Our VoiceNews & Politics

British Anti-fascists Prepare Mass Campaign


Guest Blogger • Jan 26, 2009

By Nick Lowles

The next five months will see the largest ever anti-fascist campaign in British history. Dozens of local anti-fascists groups are being set up, thousands of people mobilised and five million pieces of literature delivered. This is all being organised under the banner of HOPE not hate and our target is to prevent the fascist British National Party (BNP) from winning seats in the forthcoming European Elections.

The HOPE not hate campaign was launched in 2005 following a recognition that existing anti-fascist strategies were becoming ineffectual. Research showed that people wanted to support something positive rather than backing a negative campaign and this was especially the case amongst women, who were more likely to oppose the BNP than men. Just as many women tended to dislike the BNP because of its thuggish image and the divisions it spread within communities, so they were put off by aggressive and macho anti-fascist slogans.

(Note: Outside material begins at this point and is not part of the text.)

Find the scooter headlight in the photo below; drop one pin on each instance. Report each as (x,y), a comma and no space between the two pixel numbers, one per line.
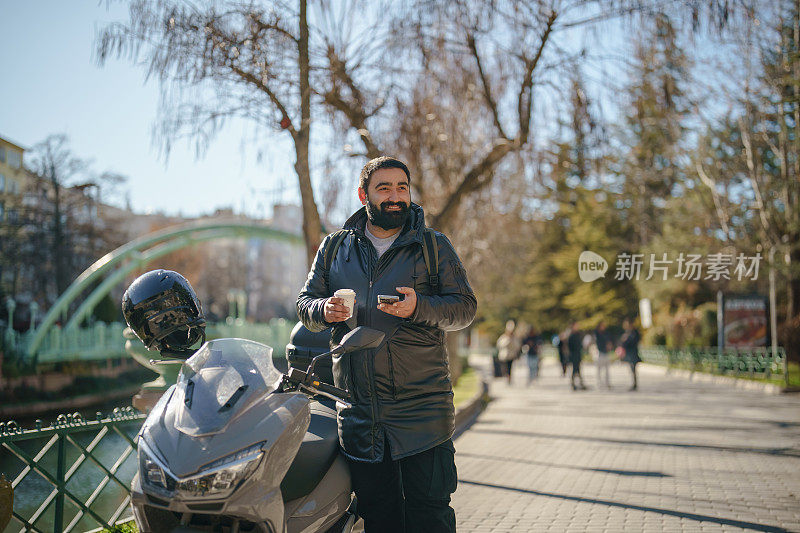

There was also a clear recognition that simplistic anti-nazi slogans were no longer adequate. As the BNP moderated its public image, increasing numbers of people no longer identified the far right party with fascism and, for many others, World War II was just a distant memory played out in old films and the history books. While it is still our aim to link the BNP to its fascists roots we realised that we could no longer rely on the slogans and tactics that proved so effective in the 1970s. We recognised that the BNP was tapping into real or perceived grievances which we had to address if we were to hope to win over voters, particularly those in many of the most deprived communities.

Since its inception the HOPE not hate campaign has developed into Britain’s main anti-fascist organisation. There are dozens of local HOPE not hate groups, many producing regular local bulletins, and thousands of supporters. Nationally, we have the backing of all the trade unions and even the Daily Mirror, Britain’s second biggest selling newspaper. The link with the Daily Mirror has taken the campaign on to a new level. It has given us respectability and through special 8-page anti-BNP supplements and regular articles in the newspaper, allowed us to reach millions of people.

Alongside local bulletins and leaflets we produce regular tabloid newspapers, often customised for each key local area. This allows us to address local issues of concern. In Barking and Dagenham, in East London, we have used the tabloid to address housing; in Keighley, in West Yorkshire, our tabloid took on the BNP myths of child sex grooming by Asian men.

However, we have also deployed more advanced campaigning techniques, including telephone canvassing and direct mail. One of our most successful tools is the local endorser leaflets, particularly in the run up to crucial council elections. Through our local groups we identify key people in the community, who are respected often for the positive work they do in a local area, and get an anti-BNP endorsement or help them produce a letter which is then hand-delivered to local houses.

As anti-fascists we are fighting a defensive battle in an increasingly difficult climate, most of which is out of our control. However, we like to think that we have made a difference. One intensive campaign in Sandwell, in the West Midlands, has seen the BNP vote halved in two years – from an average of 33% to just 17.5%. Similar successes have been witnessed in Bradford and Kirklees (both Yorkshire) and Oldham, on the edge of Manchester.

With Britain entering a deep and very painful recession we recognise that our job will get even harder. As unemployment doubles and people look beyond mainstream parties for answers, the racist pandering of the BNP will become even more attractive. We not only have redoubled our efforts to remind people of the true politics of the BNP but we also need to explain why they don’t have the answers to the economic crisis.

Britain has not witnessed the far right gains made across much of Europe but the European Elections could change all that. Against the backdrop of a collapsing economy and the political weakness of the British left, the BNP will be hoping that success in these elections will give them the profile and respectability to fill the vacuum that clearly exists amongst working class people in Britain. The HOPE not hate campaign will be our biggest yet but the stakes are very high.

Nick Lowles is the editor of Searchlight Magazine.